Wildlife Tourism in Thailand

Wildlife Tourism in Thailand

Picture by N. Pundt. Made with https://www.canva.com/ .

Whether it’s a zoo, a park or a wildlife sanctuary, Thailand has a broad variety of animal attractions for tourists and locals to explore. Tigers, elephants, monkeys, snakes, you name it. These parks are often advertised to tourists by travel agencies or travel blogs as something that you must visit while in Thailand. These sanctuaries and animal rescues can be amazing places for endangered animal breeding programs and for educational purposes. Unfortunately there is also a dark side to Thailand’s wildlife tourism.

Thai Fauna

Thailand has a diverse ecosystem that is home to many different animals. The elephant, or ช้าง(ไทย), is the most iconic animal of the country. This is because it has been Thailand’s official animal for many years. You can find the Thai elephant anywhere in the country! Whether you see one in real life or just as a design on your Thai tourist pants, their presence is undeniable. Other well-known animals include tigers, leopards, tapirs, monkeys and otters. Reptiles such as crocodiles, snakes, lizards and turtles are popular as well. Besides mammals and reptiles Thailand is also home to over 900 different species of birds [7]. Sam Roi Yot National Park for example hosts six different types of hornbills. [8]
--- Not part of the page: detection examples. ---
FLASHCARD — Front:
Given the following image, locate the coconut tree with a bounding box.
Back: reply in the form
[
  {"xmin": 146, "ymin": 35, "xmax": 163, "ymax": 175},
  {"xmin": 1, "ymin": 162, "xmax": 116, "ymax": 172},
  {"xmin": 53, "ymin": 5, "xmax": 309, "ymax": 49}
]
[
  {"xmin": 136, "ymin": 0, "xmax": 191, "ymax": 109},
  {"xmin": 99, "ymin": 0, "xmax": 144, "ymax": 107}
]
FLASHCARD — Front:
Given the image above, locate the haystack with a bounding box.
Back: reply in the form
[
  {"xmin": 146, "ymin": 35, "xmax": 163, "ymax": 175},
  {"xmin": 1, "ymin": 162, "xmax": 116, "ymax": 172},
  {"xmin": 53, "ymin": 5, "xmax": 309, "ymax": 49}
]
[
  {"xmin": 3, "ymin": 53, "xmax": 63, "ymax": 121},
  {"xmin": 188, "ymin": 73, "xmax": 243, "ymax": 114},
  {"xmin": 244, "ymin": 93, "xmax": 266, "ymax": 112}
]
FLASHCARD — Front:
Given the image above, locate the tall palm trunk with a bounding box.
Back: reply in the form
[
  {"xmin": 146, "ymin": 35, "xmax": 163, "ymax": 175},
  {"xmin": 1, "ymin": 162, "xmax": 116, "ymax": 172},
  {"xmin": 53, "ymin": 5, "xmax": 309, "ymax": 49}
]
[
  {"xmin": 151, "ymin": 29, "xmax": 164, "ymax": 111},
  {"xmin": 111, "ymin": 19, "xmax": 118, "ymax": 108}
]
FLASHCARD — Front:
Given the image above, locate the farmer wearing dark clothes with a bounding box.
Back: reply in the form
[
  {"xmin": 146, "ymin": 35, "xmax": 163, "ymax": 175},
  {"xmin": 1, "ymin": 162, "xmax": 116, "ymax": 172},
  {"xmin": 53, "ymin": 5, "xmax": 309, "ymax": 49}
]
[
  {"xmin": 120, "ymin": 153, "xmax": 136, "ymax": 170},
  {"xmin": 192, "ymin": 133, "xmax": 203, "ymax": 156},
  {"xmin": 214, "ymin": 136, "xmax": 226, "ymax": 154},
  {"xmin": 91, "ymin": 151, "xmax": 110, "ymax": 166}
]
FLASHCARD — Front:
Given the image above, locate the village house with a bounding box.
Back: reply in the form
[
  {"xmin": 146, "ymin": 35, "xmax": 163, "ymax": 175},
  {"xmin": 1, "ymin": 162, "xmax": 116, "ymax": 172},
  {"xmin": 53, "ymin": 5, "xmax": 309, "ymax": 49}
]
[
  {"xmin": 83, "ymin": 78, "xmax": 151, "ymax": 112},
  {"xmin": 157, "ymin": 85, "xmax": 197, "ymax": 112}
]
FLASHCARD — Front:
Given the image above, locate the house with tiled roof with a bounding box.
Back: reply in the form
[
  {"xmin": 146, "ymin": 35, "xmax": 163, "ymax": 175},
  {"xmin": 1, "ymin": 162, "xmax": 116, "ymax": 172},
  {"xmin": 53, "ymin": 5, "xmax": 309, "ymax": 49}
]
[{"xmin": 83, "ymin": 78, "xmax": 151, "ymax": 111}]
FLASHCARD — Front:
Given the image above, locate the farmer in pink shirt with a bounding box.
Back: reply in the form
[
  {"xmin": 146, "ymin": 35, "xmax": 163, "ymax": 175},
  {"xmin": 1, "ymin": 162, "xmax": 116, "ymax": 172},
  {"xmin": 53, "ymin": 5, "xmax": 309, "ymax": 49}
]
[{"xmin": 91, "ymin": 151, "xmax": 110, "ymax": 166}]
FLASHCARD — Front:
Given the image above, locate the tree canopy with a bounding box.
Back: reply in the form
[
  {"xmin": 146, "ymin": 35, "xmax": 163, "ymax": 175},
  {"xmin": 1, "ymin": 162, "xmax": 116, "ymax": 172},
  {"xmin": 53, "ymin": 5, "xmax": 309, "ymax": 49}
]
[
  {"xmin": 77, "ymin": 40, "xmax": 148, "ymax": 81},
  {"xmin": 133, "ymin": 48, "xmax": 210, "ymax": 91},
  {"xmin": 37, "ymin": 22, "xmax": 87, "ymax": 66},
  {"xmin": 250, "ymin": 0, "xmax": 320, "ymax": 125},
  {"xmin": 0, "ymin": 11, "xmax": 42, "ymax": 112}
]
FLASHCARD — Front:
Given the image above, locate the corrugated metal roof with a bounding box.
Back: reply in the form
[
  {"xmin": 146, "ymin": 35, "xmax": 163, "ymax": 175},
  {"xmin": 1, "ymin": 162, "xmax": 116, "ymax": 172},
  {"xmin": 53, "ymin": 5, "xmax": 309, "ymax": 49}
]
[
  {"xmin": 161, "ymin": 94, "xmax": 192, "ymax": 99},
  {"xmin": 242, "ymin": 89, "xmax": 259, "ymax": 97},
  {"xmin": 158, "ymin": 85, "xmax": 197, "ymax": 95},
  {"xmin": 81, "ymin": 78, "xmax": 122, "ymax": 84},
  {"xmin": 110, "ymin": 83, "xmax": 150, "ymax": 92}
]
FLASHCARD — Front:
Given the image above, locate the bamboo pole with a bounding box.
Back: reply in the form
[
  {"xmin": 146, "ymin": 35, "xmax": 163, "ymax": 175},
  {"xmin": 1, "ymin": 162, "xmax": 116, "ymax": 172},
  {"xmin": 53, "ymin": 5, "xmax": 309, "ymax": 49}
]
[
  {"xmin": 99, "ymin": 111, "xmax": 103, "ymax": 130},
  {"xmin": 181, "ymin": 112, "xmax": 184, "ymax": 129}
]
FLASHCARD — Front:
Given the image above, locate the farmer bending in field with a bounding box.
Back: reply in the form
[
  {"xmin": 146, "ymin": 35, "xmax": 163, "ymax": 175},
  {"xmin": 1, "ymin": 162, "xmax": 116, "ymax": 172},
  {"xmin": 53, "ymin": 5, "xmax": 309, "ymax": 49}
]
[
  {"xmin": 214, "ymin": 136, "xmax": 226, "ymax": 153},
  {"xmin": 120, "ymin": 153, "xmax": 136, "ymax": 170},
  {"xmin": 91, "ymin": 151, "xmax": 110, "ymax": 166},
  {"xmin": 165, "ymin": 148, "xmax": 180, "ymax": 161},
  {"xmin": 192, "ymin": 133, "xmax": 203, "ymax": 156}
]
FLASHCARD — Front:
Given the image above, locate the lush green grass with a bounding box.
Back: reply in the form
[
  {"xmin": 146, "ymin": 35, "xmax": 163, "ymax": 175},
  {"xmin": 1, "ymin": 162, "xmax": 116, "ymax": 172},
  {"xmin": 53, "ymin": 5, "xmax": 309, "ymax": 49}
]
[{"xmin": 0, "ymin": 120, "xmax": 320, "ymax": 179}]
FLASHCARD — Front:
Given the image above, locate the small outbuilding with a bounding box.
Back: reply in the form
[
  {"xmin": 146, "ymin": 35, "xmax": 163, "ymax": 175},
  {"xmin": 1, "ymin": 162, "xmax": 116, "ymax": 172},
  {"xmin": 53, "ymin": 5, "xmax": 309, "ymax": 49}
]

As a tourist there are many ways to see and experience Thai wildlife. If you go to a zoo or a sanctuary you can see many different species of animals. But you can also go places where there is only one kind of animal. If that is more up alley then farms are the place to go. The most popular include elephant farms and tiger farms. Besides those there are also snake farms, monkey farms, cattle farms. If you´re from Europe like me, or any other Western country, you probably have a different idea of what to expect from a farm. Let’s have a look at the most popular types of animal farms in Thailand.

Elephant farms

For a long time elephants played an important part of Thai culture. In the past the Thai elephant was used to help people with manual labour. Back when logging was still legal elephants were trained to transport the heavy logs, carrying them through the forests [1]. Even more surprising is that the Thai elephant was used during times of war. It even gained the nickname of the ´warm blooded tank`. [5]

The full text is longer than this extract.